Letty Lynton climaxes with only its second-best scene, then, but its best scene leaves a lot of room for the second-best to be excellent. It's not, however, so much the Brown of it—it's pretty resolutely staid as a piece of filmmaking—though maybe it was Brown's choice to pull in a latecoming Lewis Stone for what would, otherwise, have been the purely instrumental role of Letty's new antagonist, the D.A., and Stone's very perfect for this small role, deploying a combination of barely-concealed mean-spiritedness, the businesslike indifference of a busy attorney, and thrust-and-parry playfulness. But it's kind of just actors in a box—the D.A.'s office isn't even a richly-designed box—and I suspect I benefit from watching it in sequence with two of Brown's recent movies, namely A Free Soul and Emma, for while this is one part where it steals brazenly from the play, I don't know that this means that my initial supposition, that Brown merely wanted to dispense with the prospect of yet a third courtroom finale in barely more than a single year of making movies, was actually wrong.
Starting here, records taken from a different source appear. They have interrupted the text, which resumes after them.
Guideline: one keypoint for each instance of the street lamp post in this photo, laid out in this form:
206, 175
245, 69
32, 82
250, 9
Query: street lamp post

The brusqueness of it works, anyway. The Madeleine Smith story can only have the one ending and still be "the Madeleine Smith story," of course, so it's curious that of the four versions I'm aware of, they all still end so distinctly. This one is the best at tying up the throughlines of the story, and it's by far the one that's the happiest—to the extent that the guy whose job it is to put Letty in jail is still perfectly happy to immediately give up—and it's just one of the most wildly disorienting ways to end any movie, pre-Code or otherwise. And just to spin you around in your seat one more time, Montgomery gets a beautiful last line that burns the film's unexpected, orthogonal morality right into your brain.